Ese puente se consolidó con su visita más reciente a Medellín, como uno de los invitados centrales del Festival Utopía, un encuentro literario, nacido en Portugal, que se realizó en la ciudad del 26 al 28 de julio, con el fin de reunir a escritores, lectores y pensadores de distintas latitudes para reflexionar en torno a la literatura, la ecología y la ciudadanía.

En EL COLOMBIANO hablamos con él sobre su obra, su relación con Colombia y el papel de la literatura en un mundo en constante transformación.

Afonso, usted ha sido definido como un autor inclasificable: escribe narrativa, ensayo, literatura infantil, además de ilustrar, hacer música y cine. ¿Cómo se articulan estas dimensiones creativas en su forma de pensar y narrar?

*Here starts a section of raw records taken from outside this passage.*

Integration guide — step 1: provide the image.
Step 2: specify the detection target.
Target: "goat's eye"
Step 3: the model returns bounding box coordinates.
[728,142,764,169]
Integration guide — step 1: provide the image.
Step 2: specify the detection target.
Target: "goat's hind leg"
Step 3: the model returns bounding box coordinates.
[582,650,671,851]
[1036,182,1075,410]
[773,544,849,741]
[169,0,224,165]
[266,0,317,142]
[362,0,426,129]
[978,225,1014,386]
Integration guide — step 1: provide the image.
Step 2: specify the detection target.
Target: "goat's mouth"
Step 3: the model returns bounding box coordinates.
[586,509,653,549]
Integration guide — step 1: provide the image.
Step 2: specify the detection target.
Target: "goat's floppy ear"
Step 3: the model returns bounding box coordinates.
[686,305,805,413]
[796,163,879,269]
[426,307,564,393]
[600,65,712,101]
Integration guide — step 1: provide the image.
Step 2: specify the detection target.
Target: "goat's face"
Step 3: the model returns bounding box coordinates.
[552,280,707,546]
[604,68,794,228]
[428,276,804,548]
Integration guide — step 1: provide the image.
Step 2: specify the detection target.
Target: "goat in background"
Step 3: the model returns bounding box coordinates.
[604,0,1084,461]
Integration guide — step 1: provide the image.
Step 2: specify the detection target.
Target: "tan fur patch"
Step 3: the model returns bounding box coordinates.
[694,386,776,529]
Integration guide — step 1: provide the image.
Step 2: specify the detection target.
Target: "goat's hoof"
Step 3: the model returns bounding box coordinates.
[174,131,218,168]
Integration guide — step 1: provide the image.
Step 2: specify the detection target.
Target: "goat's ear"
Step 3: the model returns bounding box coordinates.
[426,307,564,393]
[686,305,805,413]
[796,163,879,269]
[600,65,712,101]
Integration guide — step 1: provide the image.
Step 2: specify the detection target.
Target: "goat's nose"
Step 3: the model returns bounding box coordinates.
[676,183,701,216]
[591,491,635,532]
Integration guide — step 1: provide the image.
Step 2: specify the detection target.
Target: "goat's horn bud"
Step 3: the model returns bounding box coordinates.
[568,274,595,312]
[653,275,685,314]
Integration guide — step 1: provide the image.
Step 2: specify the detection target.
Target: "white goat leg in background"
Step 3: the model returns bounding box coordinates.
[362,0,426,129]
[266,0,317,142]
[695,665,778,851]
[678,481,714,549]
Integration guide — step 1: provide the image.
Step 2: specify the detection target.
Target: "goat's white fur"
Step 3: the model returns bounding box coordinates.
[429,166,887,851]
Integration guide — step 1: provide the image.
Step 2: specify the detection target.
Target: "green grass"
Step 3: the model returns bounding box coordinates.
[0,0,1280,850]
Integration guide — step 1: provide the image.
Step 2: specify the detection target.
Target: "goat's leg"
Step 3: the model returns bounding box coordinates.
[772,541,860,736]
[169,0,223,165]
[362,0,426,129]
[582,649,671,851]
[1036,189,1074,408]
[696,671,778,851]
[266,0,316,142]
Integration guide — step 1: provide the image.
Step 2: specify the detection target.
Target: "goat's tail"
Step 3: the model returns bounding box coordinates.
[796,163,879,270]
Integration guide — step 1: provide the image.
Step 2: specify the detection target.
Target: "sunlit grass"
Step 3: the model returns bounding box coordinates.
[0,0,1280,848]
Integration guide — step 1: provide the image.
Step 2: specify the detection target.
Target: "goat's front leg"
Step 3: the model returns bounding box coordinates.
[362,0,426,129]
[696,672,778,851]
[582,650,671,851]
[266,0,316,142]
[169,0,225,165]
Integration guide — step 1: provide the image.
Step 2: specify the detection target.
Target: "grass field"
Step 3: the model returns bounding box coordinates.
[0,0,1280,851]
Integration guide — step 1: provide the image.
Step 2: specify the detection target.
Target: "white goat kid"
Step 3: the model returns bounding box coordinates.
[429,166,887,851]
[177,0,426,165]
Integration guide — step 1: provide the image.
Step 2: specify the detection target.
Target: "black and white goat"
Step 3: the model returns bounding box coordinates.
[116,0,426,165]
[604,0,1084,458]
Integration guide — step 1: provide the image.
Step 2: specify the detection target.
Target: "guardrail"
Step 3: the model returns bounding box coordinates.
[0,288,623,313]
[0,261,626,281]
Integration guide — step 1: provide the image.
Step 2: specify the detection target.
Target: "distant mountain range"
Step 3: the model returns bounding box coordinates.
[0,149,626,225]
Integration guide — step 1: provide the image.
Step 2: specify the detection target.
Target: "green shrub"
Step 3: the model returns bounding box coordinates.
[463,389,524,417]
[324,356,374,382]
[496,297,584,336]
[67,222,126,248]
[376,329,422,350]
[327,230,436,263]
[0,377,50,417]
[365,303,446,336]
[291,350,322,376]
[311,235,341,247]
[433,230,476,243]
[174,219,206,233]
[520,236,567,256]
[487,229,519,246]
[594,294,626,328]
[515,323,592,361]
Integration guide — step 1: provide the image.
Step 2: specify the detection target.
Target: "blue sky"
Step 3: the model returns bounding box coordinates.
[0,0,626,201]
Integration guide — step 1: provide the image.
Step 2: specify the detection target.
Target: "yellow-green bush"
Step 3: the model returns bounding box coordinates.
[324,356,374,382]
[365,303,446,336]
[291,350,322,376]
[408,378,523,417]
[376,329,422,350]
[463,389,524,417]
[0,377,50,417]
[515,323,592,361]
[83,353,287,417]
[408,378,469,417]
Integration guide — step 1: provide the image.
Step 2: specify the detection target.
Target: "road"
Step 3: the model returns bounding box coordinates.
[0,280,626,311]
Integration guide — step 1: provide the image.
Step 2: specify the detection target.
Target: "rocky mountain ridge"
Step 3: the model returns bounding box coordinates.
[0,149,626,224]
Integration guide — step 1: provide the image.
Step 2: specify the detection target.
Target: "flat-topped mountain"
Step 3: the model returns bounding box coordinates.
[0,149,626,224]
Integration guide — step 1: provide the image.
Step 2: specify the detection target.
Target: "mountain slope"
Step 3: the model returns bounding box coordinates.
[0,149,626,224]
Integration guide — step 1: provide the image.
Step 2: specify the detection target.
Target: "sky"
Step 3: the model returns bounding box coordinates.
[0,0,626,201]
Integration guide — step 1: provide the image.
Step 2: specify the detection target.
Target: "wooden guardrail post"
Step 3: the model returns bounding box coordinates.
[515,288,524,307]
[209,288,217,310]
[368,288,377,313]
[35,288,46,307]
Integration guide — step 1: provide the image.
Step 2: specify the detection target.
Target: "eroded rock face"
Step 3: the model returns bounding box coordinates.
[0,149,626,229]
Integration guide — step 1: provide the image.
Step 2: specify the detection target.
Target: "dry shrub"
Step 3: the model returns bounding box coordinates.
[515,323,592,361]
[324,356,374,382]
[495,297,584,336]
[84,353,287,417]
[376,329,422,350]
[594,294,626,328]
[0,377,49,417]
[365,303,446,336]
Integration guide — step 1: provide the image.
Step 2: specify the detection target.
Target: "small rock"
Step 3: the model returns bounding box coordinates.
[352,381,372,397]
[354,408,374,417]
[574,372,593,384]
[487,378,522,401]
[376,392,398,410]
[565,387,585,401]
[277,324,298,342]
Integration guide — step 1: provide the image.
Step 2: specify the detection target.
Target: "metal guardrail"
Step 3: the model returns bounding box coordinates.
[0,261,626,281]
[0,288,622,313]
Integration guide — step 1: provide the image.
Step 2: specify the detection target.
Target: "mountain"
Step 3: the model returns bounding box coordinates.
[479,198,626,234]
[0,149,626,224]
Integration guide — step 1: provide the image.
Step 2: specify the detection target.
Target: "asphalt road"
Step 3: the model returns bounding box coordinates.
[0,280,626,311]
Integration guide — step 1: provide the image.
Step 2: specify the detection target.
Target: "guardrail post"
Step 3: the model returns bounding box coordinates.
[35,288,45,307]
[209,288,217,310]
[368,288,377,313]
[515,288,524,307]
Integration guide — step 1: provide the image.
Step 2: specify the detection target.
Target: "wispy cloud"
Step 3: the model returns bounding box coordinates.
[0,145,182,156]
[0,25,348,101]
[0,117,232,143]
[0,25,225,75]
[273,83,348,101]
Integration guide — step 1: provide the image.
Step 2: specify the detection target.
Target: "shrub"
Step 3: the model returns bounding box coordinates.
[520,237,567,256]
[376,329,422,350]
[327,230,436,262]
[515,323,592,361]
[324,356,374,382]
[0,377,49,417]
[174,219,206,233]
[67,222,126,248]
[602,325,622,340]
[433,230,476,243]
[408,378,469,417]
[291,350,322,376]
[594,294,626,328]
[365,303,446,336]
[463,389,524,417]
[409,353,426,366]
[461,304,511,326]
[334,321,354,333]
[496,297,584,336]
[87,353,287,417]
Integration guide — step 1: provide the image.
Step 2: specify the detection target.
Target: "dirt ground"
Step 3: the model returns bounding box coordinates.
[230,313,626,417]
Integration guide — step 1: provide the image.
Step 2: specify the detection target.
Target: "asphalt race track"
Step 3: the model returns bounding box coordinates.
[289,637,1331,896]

“Para mí es algo natural. No pienso de antemano en el género que voy a usar; depende de la idea. Si es algo que se puede transmitir mejor con imágenes y un lenguaje sencillo, lo convierto en un libro infantil. Si es un tema más complejo que requiere reflexión, lo desarrollo en un ensayo. Todo parte de la idea inicial y de cuál es la forma más eficaz para compartirla”.

En novelas como Flores, Jesucristo bebía cerveza o Dónde están los paraguas hay una mirada poética sobre lo humano, incluso cuando aborda el dolor. ¿Qué papel juega la belleza y la imaginación en su escritura? ¿Cree que la literatura puede aliviar el sufrimiento?

“Sí, aunque no siempre. La literatura puede sanar, pero también incomodar, irritar o abrumar. El arte no tiene que ser bello: puede ser feo, perturbador, y eso también es válido. Lo importante es que el lector no sea el mismo al cerrar el libro que al abrirlo; la lectura debe transformar. A veces esa transformación viene de la belleza, pero otras surge de lo opuesto.
La literatura nos ayuda a comprender la vida y el universo porque es una representación de la realidad o de nuestras fantasías. Es como el mito de Perseo con la medusa: no puede mirarla de frente, usa el reflejo de su escudo para vencerla. El arte es ese reflejo que nos permite mirar el dolor y entenderlo, cuando hacerlo directamente sería insoportable”.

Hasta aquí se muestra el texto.